Currently, the server can synchronize a single asteroid colony, but it will expand in the future.
The server saves the game state to a file save.json
at the working directory.
Note that FactorishWasm used a different approach to save the game state, which is the browser's local storage, but its size is limited and you cannot synchronize among multiple devices easily. One of the Asteroid Colonies project's goals is to achieve server state persistence.
Install Rust.
Install node.js.
Install npm.
Depending on whether you want server synchronization, there are 2 ways to set environment variables.

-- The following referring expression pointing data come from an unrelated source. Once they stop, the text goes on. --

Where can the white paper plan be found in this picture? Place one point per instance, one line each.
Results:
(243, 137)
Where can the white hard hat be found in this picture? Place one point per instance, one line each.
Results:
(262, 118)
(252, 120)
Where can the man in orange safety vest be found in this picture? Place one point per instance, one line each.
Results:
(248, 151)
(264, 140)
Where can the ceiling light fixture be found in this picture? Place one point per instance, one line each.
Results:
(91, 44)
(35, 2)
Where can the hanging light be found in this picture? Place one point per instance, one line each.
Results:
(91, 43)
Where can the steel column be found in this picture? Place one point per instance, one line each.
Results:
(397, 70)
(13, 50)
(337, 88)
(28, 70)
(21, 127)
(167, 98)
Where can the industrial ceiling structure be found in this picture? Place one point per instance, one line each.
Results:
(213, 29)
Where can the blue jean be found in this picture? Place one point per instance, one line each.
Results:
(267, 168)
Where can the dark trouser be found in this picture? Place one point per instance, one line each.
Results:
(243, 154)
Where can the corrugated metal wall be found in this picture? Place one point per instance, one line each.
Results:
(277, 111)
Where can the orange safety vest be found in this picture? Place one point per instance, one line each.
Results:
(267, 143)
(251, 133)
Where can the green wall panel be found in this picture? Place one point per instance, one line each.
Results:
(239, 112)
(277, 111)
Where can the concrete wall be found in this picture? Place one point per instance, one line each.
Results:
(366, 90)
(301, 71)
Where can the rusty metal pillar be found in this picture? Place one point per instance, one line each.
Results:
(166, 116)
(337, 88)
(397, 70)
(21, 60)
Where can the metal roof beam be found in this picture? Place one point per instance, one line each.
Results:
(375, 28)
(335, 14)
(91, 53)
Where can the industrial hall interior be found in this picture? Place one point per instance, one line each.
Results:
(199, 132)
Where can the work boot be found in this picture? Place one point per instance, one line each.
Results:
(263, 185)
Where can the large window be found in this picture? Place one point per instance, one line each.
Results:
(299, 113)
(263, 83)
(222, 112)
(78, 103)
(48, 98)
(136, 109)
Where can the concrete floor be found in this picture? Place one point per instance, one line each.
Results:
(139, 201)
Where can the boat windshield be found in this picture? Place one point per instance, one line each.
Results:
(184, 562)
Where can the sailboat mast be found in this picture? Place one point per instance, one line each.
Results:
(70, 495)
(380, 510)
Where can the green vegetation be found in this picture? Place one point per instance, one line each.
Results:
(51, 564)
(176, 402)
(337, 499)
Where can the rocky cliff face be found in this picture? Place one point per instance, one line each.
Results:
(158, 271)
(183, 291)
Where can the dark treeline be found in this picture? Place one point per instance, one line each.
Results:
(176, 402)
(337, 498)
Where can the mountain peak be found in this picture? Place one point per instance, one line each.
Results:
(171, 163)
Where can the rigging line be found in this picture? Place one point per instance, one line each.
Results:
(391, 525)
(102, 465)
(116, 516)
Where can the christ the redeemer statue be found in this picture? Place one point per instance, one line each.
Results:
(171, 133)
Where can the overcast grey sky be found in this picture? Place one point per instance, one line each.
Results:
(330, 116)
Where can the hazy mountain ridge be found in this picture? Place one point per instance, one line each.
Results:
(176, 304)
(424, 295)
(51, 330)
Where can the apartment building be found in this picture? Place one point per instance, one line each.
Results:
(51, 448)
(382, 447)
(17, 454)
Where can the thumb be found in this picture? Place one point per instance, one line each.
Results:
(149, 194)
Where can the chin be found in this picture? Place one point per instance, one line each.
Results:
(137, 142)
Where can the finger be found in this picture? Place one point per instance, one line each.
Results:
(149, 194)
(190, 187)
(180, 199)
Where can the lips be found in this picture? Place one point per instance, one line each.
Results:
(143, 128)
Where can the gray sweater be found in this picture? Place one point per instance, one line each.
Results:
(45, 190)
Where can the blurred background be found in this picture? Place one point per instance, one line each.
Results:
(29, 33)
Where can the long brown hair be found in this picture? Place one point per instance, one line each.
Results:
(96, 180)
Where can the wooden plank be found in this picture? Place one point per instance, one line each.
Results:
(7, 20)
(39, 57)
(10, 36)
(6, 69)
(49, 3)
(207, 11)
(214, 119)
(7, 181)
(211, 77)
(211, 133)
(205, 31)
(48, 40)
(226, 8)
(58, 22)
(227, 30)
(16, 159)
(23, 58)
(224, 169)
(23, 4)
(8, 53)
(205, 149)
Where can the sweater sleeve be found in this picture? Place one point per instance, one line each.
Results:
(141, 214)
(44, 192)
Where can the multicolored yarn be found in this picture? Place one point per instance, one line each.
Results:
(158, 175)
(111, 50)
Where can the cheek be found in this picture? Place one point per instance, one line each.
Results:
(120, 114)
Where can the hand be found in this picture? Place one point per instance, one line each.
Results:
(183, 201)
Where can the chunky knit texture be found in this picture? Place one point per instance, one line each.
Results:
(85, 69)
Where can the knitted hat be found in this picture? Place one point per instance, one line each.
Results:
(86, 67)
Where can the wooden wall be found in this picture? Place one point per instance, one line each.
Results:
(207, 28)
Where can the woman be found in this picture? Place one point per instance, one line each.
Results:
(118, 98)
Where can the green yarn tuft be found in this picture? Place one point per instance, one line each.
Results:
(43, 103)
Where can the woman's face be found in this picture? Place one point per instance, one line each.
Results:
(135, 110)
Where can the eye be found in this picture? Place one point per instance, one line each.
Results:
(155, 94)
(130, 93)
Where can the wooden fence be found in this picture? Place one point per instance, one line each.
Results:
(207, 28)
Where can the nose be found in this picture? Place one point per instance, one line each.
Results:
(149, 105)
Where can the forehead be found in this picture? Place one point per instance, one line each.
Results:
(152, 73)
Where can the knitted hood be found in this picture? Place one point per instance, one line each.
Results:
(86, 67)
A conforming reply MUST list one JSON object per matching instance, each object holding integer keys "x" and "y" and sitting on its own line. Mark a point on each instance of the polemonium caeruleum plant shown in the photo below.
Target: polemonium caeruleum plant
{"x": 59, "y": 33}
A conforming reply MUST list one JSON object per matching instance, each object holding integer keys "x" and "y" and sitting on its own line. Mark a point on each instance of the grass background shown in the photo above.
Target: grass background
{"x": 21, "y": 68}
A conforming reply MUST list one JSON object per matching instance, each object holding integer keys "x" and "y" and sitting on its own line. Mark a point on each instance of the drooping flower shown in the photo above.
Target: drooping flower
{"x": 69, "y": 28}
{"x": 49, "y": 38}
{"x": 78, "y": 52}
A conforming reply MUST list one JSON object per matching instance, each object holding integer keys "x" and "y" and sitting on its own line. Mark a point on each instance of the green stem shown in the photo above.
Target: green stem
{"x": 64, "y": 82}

- If you want server synchronization, set
SERVER_SYNC=true
- Otherwise (no server synchronization), set
SERVER_SYNC=false
or unset it
Run
npm run build
and the web page is deployed in dist/
.
Run
npm run watch
Launch another terminal and run
cd dist && npx serve
and browse http://localhost:3000/ for development.
Run
cargo b --release -p asteroid-colonies-server
and it will build the binary in target/release
.
The server is capable of hosting SSL connections for both HTTP and WebSocket, which makes the protocol schema https and wss, respectively.
Probably the easiest way to create a self-signed certificate for testing is to use makecert. After installing makecert, run the commands below to create a self-signed Central Authority.
mkcert -install
mkcert -CAROOT
Then you can create a certificate with this command:
mkcert <hostname>
It will create a pair of a certificate and a private key.
./<hostname>.pem
is the certificate and ./<hostname>-key.pem
is the private key.
You can run the server with these files like below.
asteroid-colonies-server --ssl-cert ./<hostname>.pem --ssl-priv-key ./<hostname>-key.pem
Note that the port is still the same (default 3883), but the protocol is now HTTPS.
It means you need to use an url like https://<hostname>:3883/
to access from the browser.
If you don't supply --ssl-cert
or --ssl-priv-key
, the server will run with HTTP.
You can build a debian package that contains all the necessary assets for the server. It is very combenient to deploy on a debian-based OS when the amount of memory is limited to build.
First, make sure the frontend is built with SERVER_SYNC=true
in dist/
directory with the instructions above.
Install cargo-deb.
cargo install cargo-deb
Run
cargo deb -p asteroid-colonies-server
and the debian package will be produced in target/debian
.
Bring it to a deployment server and install it with
apt install ./asteroid-colonies-server-*.deb
and you can run the command below to run the server.
asteroid-colonies-server
Licensed under either of
- Apache License, Version 2.0, (LICENSE-APACHE or http://www.apache.org/licenses/LICENSE-2.0)
- MIT license (LICENSE-MIT or http://opensource.org/licenses/MIT)
at your option.
Unless you explicitly state otherwise, any contribution intentionally submitted for inclusion in the work by you, as defined in the Apache-2.0 license, shall be dual licensed as above, without any additional terms or conditions.